Other Important Points to be learn
Energy manifests itself in many forms, e.g., in form of mechanical work (as in case of Joule-Thomson experiment) , heat energy, chemical energy, mechanical energy etc.
Energy is composed of two factors in each of these forms. These two factors are :
1. an intensity factor
2. a capacity factor
The product of these two factors gives the energy.

For example-

1. Heat is measured by the product of temperature ( intensity factor) and heat capacity ( capacity factor). Product of these two gives the energy of the system.
   If a substance having mass m kg and specific heat s kJ per kg is heated through temp. t°C, then the heat involved is given by (mst) kJ.

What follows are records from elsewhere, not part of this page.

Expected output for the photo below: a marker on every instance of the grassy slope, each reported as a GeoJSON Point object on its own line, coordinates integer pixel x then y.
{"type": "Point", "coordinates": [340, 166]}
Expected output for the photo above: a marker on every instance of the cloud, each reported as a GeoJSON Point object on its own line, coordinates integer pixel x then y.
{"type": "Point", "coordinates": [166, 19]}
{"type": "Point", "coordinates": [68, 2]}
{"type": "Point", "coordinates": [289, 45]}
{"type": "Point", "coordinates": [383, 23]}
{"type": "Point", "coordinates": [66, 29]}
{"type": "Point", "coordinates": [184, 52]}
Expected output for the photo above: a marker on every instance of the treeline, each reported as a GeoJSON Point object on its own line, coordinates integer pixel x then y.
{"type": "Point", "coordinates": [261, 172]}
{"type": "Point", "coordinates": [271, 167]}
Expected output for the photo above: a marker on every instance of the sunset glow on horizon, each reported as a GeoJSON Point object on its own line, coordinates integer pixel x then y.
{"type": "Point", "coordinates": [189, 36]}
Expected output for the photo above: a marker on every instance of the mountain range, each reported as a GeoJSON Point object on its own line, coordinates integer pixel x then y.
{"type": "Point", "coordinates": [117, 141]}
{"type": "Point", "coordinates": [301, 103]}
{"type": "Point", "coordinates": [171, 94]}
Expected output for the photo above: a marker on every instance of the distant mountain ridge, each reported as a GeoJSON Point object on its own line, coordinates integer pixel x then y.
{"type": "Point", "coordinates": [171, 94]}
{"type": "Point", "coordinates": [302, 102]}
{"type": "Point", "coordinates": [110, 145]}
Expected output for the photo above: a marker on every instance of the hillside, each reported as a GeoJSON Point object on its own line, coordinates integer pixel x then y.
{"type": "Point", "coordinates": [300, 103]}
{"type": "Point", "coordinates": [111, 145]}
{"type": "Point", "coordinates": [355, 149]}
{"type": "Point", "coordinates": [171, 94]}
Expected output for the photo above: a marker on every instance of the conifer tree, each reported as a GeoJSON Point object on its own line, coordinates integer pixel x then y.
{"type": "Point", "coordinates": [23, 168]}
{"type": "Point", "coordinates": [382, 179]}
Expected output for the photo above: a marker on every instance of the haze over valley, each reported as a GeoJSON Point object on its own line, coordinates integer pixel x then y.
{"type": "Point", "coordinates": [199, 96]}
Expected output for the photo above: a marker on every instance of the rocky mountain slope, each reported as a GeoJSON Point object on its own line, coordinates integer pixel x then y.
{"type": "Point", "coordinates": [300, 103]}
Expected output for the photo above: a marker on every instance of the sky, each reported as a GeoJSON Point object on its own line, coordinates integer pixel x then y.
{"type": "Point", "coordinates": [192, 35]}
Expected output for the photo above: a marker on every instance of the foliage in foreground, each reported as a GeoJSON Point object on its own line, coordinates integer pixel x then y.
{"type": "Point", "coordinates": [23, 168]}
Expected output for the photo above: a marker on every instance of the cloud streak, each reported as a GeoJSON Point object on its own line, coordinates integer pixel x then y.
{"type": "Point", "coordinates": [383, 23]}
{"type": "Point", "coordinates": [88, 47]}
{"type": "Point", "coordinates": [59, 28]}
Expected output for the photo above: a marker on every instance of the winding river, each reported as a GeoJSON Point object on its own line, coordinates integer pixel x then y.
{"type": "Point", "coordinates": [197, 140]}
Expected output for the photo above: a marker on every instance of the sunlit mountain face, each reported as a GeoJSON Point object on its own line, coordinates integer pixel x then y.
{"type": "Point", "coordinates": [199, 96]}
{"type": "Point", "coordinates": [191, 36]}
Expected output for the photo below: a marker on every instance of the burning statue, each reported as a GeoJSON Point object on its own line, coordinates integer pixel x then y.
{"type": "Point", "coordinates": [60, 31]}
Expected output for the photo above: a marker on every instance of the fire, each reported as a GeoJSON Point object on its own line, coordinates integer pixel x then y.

2. When a current flows in an electric circuit for a given interval of time, then electrical energy is produced viz., obtained by the product of potential difference V ( intensity factor) causing the current to flow and the quantity of electricity Q ( capacity factor) that flows for that interval of time. Let V measured in volts and Q in coulombs.The product of these two factors express the electrical energy (or work) in volt-coulombs viz., joules
3. When a body of mass m kg moved through a height of h meter, the work done against gravity is obtained by multiplying the intensity factor (mg newtons) and the capacity factor (h meters).Thus, the work performed is given by multiplying these two factors i.e., (mg×h) Joules. This work gets stored in the body as potential energy and is released when the body falls back to its original position.